Elia, le gestionnaire du réseau de transport d'électricité en Belgique, assure ne pas prévoir de pénurie d'approvisionnement durant la semaine prochaine, période à laquelle une nouvelle vague de froid devrait s'abattre sur l'Europe. Une consommation de plus de 100 000 MW est notamment attendue en France jeudi prochain alors que plusieurs centrales nucléaires y font défaut et que le pays devra, à l'instar de la Belgique, importer de l'électricité pour pouvoir faire face à la demande. "La situation s'annonce plus tendue", reconnait-on chez Elia, "mais est sous contrôle".

Selon les prévisions du gestionnaire français du réseau à haute tension RTE, un pic de consommation de 101 800 MW devrait être atteint dans l'Hexagone le jeudi 19 janvier vers 19 heures, ce qui constituerait un record absolu. Le dernier date en effet du 8 février 2012 avec 101 700 MW. Or, le pays ne peut actuellement plus compter sur l'ensemble de ses centrales nucléaires.

Pas de moyens suffisants pour éviter toute pénurie

"C'est une situation inédite en France. Elle va devoir importer de l'électricité pour satisfaire la demande. Il n'y aura pas un jour plus tendu sur les réseaux cette année, voire l'année prochaine", prédit Damien Ernst, professeur en électromécanique à l'ULg.

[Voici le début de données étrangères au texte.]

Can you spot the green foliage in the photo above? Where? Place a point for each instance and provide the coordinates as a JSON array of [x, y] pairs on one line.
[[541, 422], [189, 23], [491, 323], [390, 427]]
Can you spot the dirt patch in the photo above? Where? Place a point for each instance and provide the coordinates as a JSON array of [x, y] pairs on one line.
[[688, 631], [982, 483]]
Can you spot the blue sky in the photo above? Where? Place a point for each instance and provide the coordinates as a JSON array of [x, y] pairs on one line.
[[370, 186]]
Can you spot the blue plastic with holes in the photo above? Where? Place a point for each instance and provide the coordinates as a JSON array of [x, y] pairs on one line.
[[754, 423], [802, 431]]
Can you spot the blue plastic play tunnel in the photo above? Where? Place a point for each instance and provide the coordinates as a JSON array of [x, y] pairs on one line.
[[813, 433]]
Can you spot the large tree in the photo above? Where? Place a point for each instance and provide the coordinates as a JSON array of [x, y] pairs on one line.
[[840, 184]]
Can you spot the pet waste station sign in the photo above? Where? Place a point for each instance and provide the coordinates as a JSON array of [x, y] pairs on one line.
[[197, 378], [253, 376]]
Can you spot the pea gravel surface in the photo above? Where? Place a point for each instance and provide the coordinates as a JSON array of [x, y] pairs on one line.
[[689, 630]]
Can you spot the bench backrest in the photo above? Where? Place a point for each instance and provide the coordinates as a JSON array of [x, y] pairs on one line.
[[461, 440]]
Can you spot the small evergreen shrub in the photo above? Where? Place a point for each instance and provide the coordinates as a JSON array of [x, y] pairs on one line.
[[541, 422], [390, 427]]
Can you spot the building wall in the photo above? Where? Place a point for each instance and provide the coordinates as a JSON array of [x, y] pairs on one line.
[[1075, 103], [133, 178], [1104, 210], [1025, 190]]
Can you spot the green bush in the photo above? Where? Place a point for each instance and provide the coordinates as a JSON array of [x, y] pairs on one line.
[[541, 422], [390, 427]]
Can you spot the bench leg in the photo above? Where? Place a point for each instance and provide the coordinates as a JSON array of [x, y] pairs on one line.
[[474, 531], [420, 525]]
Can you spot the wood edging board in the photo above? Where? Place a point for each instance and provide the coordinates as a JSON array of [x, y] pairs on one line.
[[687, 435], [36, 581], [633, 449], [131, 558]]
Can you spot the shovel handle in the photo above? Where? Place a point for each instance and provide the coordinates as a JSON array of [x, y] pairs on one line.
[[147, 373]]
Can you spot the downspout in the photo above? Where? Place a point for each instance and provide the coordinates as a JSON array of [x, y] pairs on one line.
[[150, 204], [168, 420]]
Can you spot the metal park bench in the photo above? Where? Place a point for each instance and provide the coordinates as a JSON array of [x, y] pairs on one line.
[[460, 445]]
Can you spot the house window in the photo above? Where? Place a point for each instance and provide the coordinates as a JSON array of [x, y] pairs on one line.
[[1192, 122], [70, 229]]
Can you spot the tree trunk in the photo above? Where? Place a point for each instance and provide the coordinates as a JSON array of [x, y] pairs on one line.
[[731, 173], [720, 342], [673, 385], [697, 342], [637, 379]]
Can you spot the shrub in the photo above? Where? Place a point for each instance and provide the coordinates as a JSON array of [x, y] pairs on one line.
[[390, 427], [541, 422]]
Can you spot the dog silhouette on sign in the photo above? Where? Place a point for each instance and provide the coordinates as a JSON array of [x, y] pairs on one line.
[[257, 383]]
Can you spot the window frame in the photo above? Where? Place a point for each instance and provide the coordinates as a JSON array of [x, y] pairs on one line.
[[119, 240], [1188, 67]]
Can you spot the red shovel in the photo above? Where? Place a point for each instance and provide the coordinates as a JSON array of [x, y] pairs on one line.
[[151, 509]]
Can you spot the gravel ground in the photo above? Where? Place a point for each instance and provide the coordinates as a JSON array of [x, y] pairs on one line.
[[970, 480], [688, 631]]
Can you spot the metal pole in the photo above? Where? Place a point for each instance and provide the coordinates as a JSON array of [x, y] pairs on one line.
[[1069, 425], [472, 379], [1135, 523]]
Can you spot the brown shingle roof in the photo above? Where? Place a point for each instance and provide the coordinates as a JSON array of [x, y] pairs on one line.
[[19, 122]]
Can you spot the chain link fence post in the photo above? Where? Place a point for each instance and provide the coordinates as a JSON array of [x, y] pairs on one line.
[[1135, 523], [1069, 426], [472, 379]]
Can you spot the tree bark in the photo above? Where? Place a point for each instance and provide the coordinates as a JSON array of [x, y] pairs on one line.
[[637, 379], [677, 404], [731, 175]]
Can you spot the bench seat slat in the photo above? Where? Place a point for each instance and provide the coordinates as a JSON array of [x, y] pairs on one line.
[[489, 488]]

Elia reconnait l'importance de la situation mais indique avoir suffisamment de moyens à sa disposition pour éviter toute pénurie. Le gestionnaire du réseau haute tension peut en effet recourir à ses réserves opérationnelles et n'exclut pas de faire appel aux réserves stratégiques si besoin afin d'arriver aux alentours des 13 000-13 500 MW nécessaires lors du pic de consommation de 19 heures.

En concurrence avec la France

Il y a de grandes chances, selon Damien Ernst que la réserve stratégique soit activée mais a priori pas de " blackout " en vue. "On va voir comment la situation va évoluer dans les jours qui viennent mais il ne faut pas oublier qu'un réseau électrique c'est une machine. On peut avoir n'importe quand un pépin, comme il y a quelques jours avec Doel 4."

Autre point que soulève Damien Ernst, le fait que la Belgique entre potentiellement en concurrence avec la France. "La France va peut-être devoir importer aux alentours de 20 000 mégawatts, ce qui est énorme (l'équivalent de la production de 20 réacteurs nucléaires). Elle va donc rentrer en compétition avec la Belgique pour importer son électricité. Notamment l'électricité produite par les Pays-Bas", explique le professeur en électromécanique, qui ajoute: "Même s'il nous manquait 2000 mégawatts, ce n'est pas énorme mais si nous rentrons en compétition avec la France, il n'est pas nécessairement certain que nous puissions avoir ces 2 000 mégawatts de la Hollande."